This would be even funnier if it weren’t so appalling:
“And so it is with the Russian Revolution. Was it perfect? We all know it wasn't. Was it a huge step, a 73-year-long series of huge steps, toward building the kind of society we all want, the kind of society that the whole planet needs if it and we are to survive? It most certainly was.”
It reads like parody but is written in a spirit of deadly earnestness. Thanks to Cynthia Haven I’m reading Stalin’s Genocides by Norman M. Naimark, who writes in his introduction:
“As the result of Stalin’s rule in the 1930s and early 1940s, many millions of innocent people were shot, starved to death, or died in detention and exile. It is long since time to consider this story an important chapter in the history of genocide.”
How damning of our species that such reminders remain necessary. I tried an informal name-recognition test on four of my fifth-grade reading students this week. Not one had heard of, let alone identify with some degree of detail, some of the last century’s leading killers -- Lenin, Stalin, Trotsky, Mao, Ho Chi Minh, Pol Pot, Castro, among others. Hitler they knew, vaguely.
A friend in Houston writes:
“I thought of you the other day. I was in a very fancy hair salon, getting my roots touched up. You may not know anything about this, so I will tell you that it's a tedious process involving harsh chemicals and many pieces of foil wound through the hair. You have to sit still for about a half an hour, so I always have a book. This time I was reading a hardbound copy of The Gulag Archipelago, and I was lost in it.
“I gradually became aware that several other women were near me, and when I lifted up my eyes I saw their look of horror. It turned out that they were reacting to the large photograph of Solzhenitsyn on the back cover, which, to be fair, really is kind of scary. They were baffled as to why I would be reading such a thing, so I gave them about a three-minute exegesis. Now they were truly mystified. It does sound like a ghastly thing to read, doesn't it?
“In a fumbling effort to justify my choice to these extremely chic ladies, I stammered out what I think is one of the most important things in Solzhenitsyn's writings, the quote that ends with `the line dividing good and evil cuts through the heart of every human being.' To my very great surprise, this hit them like a bombshell. All three vigorously exclaimed the truth of it and wondered that they had never thought of it. Then they wandered back to their chairs for blow-drys. I don't know what to think.”
Here is the larger passage in The Gulag Archipelago my friend excerpts from – Part I, Chapter 4, “The Bluecaps”:
“If only there were evil people somewhere insidiously committing evil deeds, and it were necessary only to separate them from the rest of us and destroy them. But the line dividing good and evil cuts through the heart of every human being. And who is willing to destroy a piece of his own heart?

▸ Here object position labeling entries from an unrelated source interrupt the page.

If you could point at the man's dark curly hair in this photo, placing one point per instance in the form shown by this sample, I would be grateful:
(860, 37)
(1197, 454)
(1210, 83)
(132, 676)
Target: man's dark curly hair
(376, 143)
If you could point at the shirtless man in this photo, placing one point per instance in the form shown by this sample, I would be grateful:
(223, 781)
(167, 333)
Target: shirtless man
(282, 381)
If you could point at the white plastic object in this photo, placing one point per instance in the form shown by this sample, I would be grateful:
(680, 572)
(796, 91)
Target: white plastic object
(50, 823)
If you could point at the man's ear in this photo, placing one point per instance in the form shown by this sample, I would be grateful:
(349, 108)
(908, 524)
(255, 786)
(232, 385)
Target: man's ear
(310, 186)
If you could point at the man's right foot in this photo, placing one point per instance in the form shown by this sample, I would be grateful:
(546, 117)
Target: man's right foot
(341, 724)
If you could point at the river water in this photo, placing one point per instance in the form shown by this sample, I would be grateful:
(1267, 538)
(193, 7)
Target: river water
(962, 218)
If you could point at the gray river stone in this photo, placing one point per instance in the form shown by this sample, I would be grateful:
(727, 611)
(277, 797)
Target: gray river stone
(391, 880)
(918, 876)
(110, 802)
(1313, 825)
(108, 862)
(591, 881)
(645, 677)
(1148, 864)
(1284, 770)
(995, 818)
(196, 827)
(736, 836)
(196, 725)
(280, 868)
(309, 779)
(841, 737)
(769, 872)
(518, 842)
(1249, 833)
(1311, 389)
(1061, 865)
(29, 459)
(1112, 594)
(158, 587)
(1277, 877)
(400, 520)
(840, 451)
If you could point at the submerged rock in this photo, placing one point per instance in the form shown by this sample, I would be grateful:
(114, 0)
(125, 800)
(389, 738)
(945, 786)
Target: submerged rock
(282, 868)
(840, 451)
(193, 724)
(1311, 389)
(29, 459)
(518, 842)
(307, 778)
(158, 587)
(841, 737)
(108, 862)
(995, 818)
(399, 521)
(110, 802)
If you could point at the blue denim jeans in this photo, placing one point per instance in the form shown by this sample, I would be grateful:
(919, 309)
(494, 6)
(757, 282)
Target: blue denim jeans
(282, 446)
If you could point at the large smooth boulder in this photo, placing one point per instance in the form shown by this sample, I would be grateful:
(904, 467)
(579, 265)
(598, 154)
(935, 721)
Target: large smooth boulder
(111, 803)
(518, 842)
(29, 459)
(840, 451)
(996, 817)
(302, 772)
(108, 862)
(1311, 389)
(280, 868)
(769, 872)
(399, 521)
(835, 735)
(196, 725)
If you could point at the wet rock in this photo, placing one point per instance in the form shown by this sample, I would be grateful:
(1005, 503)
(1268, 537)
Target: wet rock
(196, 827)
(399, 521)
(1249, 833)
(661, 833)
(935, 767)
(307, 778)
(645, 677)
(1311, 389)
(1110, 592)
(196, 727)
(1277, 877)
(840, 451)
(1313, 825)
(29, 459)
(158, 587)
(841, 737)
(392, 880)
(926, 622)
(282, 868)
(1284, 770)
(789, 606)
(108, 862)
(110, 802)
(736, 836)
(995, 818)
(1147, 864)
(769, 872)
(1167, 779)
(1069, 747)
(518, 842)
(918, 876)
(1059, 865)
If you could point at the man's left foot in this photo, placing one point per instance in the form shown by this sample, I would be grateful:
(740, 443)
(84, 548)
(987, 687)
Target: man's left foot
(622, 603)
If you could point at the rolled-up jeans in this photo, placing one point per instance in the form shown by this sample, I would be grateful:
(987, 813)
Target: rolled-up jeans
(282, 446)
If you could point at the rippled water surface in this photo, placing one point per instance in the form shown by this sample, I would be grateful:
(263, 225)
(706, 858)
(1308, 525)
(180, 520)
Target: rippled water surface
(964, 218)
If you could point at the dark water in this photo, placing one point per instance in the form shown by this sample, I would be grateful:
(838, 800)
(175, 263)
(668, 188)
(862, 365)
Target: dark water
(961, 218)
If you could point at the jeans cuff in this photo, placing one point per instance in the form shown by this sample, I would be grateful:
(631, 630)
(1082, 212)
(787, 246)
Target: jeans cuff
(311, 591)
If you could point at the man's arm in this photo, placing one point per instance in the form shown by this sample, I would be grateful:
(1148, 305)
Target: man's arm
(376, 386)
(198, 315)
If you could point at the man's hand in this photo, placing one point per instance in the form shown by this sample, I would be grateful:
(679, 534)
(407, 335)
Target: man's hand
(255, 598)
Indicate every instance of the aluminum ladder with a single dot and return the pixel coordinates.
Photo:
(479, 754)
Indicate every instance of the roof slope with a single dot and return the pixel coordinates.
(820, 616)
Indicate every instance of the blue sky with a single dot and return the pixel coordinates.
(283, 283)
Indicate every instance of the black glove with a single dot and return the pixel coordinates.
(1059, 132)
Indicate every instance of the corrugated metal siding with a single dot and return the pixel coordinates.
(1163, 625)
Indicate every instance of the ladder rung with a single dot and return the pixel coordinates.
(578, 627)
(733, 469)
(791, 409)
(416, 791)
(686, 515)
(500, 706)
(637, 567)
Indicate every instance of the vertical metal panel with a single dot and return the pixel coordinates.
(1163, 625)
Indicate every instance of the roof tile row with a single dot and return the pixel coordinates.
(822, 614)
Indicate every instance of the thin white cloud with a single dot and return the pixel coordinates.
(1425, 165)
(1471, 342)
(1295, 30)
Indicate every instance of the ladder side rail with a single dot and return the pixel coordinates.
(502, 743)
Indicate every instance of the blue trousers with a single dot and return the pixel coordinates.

“During the life of any heart this line keeps changing place; sometimes it is squeezed one way by exuberant evil and sometimes it shifts to allow enough space for good to flourish. One and the same human being is, at various ages, under various circumstances, a totally different human being. At times he is close to being a devil, at times to sainthood. But his name doesn't change, and to that name we ascribe the whole lot, good and evil.
“Socrates taught us: `Know thyself.’
“Confronted by the pit into which we are about to toss those who have done us harm, we halt, stricken dumb: it is after all only because of the way things worked out that they were the executioners and we weren't.
“From good to evil is one quaver, says the proverb.
“And correspondingly, from evil to good.”